Release: October 26, 2012

Tagline: The Autobiography

Publisher: Transworld Publishers

Genre: Biography, Memoir, Autobiography, Comedy, Entertainment, Actor, Performing Arts

ISBN-13: 978-0593069424

Declassified by Agent Palmer: Why I Read Lee Mack’s Mack the Life… And Why YOU Should too!

Quotes and Lines

It’s hard to imagine nowadays, but there was a time, and I think my generation will be the last to grow up with this, where seeing yourself on a TV screen never happened.

…this wasn’t a Hollywood film, it was a pipe dream, and a British pipe dream at that, and British pipe dreams always have a smaller budget than American ones.

Basically the difference between an actor and a comedian is that an actor goes on stage and pretends to be someone else, whereas a stand-up comedian gets on stage and pretends to be himself.

But if you do want to be, or at least try to be, a comedian, then at some point you’ve got to just get up and have a go.

Writing is God’s way of punishing comedians for having one of the best jobs in the world.
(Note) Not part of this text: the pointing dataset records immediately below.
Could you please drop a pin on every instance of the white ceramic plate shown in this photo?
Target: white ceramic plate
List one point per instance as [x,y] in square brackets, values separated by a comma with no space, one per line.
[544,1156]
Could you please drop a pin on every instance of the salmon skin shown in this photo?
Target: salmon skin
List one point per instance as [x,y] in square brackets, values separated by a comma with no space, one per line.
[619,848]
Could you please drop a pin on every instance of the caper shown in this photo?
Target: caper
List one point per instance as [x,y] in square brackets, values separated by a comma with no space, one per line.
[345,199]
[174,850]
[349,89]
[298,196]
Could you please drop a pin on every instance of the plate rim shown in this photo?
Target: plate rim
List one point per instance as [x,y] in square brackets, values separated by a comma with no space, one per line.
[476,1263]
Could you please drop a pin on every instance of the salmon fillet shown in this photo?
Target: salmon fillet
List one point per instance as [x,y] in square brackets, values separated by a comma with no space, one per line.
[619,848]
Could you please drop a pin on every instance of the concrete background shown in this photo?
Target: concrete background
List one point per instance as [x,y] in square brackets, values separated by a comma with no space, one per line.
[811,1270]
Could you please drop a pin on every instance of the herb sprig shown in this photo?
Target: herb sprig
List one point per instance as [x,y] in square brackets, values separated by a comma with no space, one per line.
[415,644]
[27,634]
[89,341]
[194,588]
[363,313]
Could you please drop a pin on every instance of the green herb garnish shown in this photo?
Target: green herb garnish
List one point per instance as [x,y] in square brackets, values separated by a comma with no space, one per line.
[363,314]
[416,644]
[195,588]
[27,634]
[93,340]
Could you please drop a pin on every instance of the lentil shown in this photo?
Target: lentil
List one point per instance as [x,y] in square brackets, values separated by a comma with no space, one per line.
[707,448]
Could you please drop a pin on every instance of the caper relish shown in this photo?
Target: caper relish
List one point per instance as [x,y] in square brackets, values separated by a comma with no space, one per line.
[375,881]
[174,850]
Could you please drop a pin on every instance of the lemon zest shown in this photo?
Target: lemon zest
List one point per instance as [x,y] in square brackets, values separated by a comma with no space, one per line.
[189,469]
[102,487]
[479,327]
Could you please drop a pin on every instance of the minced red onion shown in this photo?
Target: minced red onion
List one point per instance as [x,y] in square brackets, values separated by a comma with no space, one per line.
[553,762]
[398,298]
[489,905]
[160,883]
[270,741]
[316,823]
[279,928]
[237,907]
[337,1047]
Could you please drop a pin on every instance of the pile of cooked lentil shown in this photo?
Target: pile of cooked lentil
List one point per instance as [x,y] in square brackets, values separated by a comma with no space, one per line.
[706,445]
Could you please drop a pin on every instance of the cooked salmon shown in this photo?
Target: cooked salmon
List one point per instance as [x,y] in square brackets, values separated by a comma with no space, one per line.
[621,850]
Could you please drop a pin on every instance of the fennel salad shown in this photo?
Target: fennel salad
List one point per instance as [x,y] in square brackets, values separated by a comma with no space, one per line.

…there were a lot of people making decisions. In telly there always are. It’s extremely rare for anyone, including myself, to be completely honest and say ‘I really haven’t got a clue what I’m doing here, and have no idea if this will work or not.’ Instead, people have to pretend they know the secret recipe. They have to make very assertive changes to things, which helps them ignore the unbearable truth: very often no one has a clue what will make a good show. The industry finds it very hard to admit that to itself. Instead people tend to go the opposite way and make very bullish decisions to cover their own self-doubt.

PR people’s ability to be positive in the face of adversity is heroic or deluded depending on your point of view.

There’s something very reassuringly old-fashioned about comedians being wheeled out front to distract the crowd otr a moment. It’s like we’re suddenly the least important act on the bill, and given there are times when I think comedy has possibly got just a little too big nowadays, then that’s not necessarily a bad thing. It feels like we’re outsiders in a world of bigger and better acts, and for some reason I quite like that. I like the feeling that we’re the underdogs…

The first thing I needed was a deadline. Without that I’m always stuff, as not writing is always much more fun than writing. As is watching telly. Or reading emails. Or washing conkers.

There’s always the temptation when writing to go somewhere else to do it, the idea being that if you’re somewhere different, especially if you’re abroad or somewhere beautiful in the countryside, you’ll somehow be more inspired and write better stuff. This is a lie that the brain tells you, to allow it to procrastinate. The reason why ‘somewhere else’ feels better to write is that it needs to be arranged, and arranging it is easier than writing. It’s a way of putting off the inevitable; of just having to get on with it.

…egos in showbiz are so brittle that the phrase ‘no good’ has never been said to the face of a writer or performer. Unless the conversation is about other people’s work, in which case it gets said a lot.

In my humble (right) opinion, reality is a very over-rated currency in comedy. ‘Real’ in comedy is seen as high-brow, well, certainly in comparison to the studio stuff which is seen as ‘unreal’. Yet in an art gallery it’s the other way round. Go to a Picasso exhibition and look at a picture of a horse. Then say really loudly ‘That’s crap, it looks nothing like a horse. I like my horses to look “real”.’ They’ll look at you like you’re an absolute heathen. Trust me, I know, I do it all the time.

That’s the internet for you. Never have so many known so much about so little.